Annual per capita consumption of milk is 21.6 gallons (Statistical Abstract of the United States: 2006). Being from the Midwest, you believe milk consumption is higher there and wish to support your opinion. A sample of 16 individuals from the mid western town of Webster City showed a sample mean annual consumption of 24.1 gallons with a standard deviation of s = 4.8.
1. What is a point estimate of the difference between mean annual consumption in Webster City and the national mean?
2. At = .05, test for a significant difference by completing the following.
Calculate the value of the test statistic (to 2 decimals).
3. The p-value is?
1. To calculate the point estimate of the difference between mean annual consumption in Webster City and the national mean, subtract the national mean from the sample mean in Webster City:
Point Estimate = Sample Mean - National Mean
Point Estimate = 24.1 gallons - 21.6 gallons
Point Estimate = 2.5 gallons
The point estimate of the difference is 2.5 gallons.
2. To test for a significant difference, we can use a t-test.
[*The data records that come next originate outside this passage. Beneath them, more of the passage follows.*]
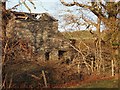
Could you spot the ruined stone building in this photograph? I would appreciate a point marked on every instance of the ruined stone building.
(42, 31)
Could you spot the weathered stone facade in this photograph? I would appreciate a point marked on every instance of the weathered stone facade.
(42, 32)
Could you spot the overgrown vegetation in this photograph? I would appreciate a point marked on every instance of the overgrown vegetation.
(96, 53)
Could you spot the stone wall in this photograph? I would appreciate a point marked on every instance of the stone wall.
(43, 36)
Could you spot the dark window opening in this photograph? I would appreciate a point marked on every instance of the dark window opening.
(47, 55)
(61, 54)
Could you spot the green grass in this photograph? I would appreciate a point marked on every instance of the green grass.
(113, 83)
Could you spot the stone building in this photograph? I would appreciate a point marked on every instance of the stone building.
(42, 32)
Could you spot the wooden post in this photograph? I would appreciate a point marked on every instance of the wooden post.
(78, 66)
(92, 67)
(44, 78)
(112, 64)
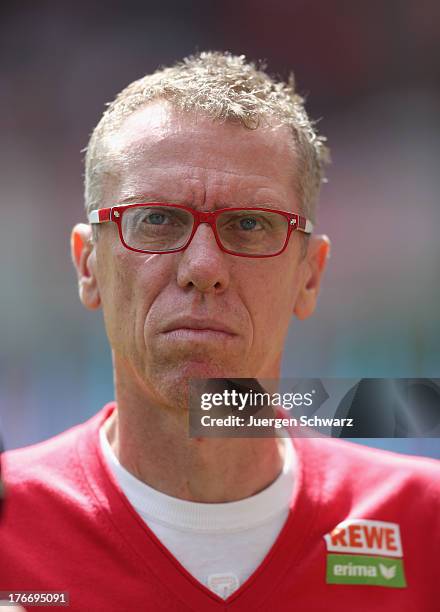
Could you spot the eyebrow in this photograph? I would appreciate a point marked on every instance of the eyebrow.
(149, 197)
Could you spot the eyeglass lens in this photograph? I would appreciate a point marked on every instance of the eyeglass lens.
(156, 228)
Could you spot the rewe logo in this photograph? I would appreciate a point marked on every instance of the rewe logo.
(364, 536)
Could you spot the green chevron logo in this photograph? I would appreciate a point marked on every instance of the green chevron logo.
(365, 569)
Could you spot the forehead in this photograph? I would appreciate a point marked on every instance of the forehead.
(159, 146)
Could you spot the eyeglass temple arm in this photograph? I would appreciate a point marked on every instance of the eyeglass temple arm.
(304, 225)
(99, 216)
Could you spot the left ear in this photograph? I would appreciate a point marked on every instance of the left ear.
(318, 251)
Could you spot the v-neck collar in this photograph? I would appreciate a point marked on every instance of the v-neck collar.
(125, 521)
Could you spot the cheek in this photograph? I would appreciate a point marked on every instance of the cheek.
(271, 293)
(128, 287)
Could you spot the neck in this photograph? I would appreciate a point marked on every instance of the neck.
(154, 445)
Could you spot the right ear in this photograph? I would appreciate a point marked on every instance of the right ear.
(84, 260)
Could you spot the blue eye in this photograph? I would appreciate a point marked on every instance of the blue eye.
(156, 218)
(248, 223)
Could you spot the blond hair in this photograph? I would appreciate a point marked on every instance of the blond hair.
(224, 87)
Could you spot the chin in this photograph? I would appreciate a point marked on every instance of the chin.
(173, 384)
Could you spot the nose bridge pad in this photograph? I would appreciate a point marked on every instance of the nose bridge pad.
(208, 219)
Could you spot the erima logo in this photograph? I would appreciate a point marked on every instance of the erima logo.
(367, 553)
(364, 536)
(387, 572)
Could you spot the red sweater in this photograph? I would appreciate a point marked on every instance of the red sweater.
(68, 527)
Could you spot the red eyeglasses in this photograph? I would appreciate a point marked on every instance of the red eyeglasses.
(155, 227)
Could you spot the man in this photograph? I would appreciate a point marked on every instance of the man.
(201, 188)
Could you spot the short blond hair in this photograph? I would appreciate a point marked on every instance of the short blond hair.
(224, 87)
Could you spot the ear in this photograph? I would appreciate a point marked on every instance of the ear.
(84, 260)
(314, 263)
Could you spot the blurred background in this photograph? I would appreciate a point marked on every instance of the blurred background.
(370, 72)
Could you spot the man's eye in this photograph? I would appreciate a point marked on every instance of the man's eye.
(249, 223)
(156, 219)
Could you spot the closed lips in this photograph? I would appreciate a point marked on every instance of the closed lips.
(199, 324)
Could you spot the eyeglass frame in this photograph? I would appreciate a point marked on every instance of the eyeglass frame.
(115, 213)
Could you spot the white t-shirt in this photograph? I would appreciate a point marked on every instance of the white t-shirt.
(221, 545)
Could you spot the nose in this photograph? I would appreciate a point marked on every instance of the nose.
(203, 264)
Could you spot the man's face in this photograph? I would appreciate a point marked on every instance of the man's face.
(163, 155)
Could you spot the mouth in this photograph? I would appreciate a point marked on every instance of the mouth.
(198, 329)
The formula for the t-test statistic is:
t = (Sample Mean - Population Mean) / (Sample Standard Deviation / √(Sample Size))
Here, the sample mean is 24.1, the population mean is 21.6, the sample standard deviation is 4.8, and the sample size is 16.
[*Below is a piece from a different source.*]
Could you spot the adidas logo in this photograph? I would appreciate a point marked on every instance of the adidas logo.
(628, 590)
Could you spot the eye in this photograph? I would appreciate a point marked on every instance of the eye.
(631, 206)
t = (24.1 - 21.6) / (4.8 / √16)
t = 2.5 / (4.8 / 4)
t = 2.5 / 1.2
t ≈ 2.08 (rounded to 2 decimal places)
The value of the test statistic is approximately 2.08.
3. To find the p-value, you need to consult a t-distribution table or use statistical software. The p-value is the probability of getting a test statistic as extreme as the one observed, assuming the null hypothesis is true. In this case, the null hypothesis would be that there is no significant difference between mean annual consumption in Webster City and the national mean.
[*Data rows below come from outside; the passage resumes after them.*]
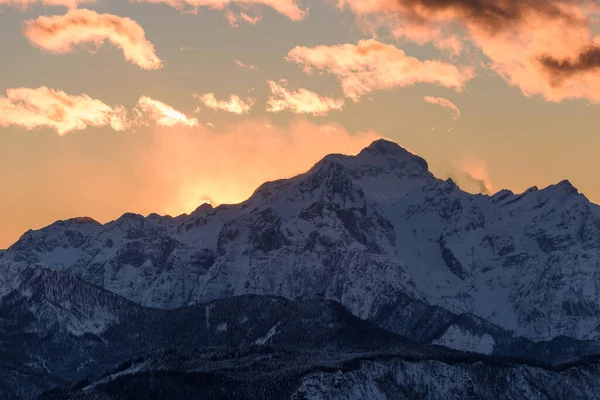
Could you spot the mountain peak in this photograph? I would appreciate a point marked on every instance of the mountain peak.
(385, 147)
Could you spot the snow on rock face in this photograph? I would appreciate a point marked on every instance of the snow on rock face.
(459, 339)
(364, 230)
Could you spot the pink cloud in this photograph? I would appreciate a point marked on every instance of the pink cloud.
(288, 8)
(370, 66)
(235, 104)
(300, 101)
(161, 114)
(48, 108)
(26, 4)
(60, 34)
(246, 66)
(444, 103)
(544, 47)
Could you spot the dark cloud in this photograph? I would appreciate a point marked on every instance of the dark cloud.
(490, 14)
(559, 70)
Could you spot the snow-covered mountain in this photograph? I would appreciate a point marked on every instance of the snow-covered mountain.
(376, 232)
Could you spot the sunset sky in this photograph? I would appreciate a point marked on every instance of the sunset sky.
(145, 106)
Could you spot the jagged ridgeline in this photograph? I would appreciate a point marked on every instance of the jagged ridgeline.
(365, 275)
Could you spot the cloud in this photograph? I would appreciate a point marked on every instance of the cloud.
(288, 8)
(26, 4)
(64, 113)
(189, 166)
(444, 103)
(235, 104)
(235, 18)
(163, 169)
(247, 66)
(59, 34)
(370, 65)
(160, 114)
(474, 176)
(48, 108)
(560, 70)
(524, 41)
(300, 101)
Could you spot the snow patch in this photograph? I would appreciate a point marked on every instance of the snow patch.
(268, 336)
(459, 339)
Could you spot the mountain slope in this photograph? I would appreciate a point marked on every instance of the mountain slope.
(56, 329)
(273, 373)
(369, 231)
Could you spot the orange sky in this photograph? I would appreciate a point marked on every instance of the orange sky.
(159, 105)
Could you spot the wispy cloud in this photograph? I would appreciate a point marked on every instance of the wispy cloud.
(60, 34)
(444, 103)
(300, 101)
(288, 8)
(47, 108)
(26, 4)
(235, 104)
(189, 165)
(475, 176)
(64, 113)
(544, 47)
(370, 66)
(247, 66)
(161, 114)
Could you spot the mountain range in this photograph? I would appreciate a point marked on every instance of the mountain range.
(366, 276)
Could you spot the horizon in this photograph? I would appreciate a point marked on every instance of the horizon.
(156, 108)
(91, 219)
For a two-tailed test at α = 0.05, the critical value (rejection region) is ±2.131 from the t-distribution table (since the degrees of freedom is n-1 = 16-1 = 15).
As the calculated test statistic (t = 2.08) does not fall beyond the rejection region, we do not reject the null hypothesis.
The p-value can be calculated from the t-distribution table or using statistical software. In this case, the p-value would be greater than 0.10 (since the test statistic does not exceed the critical value of 2.131).
Therefore, the p-value is greater than 0.10.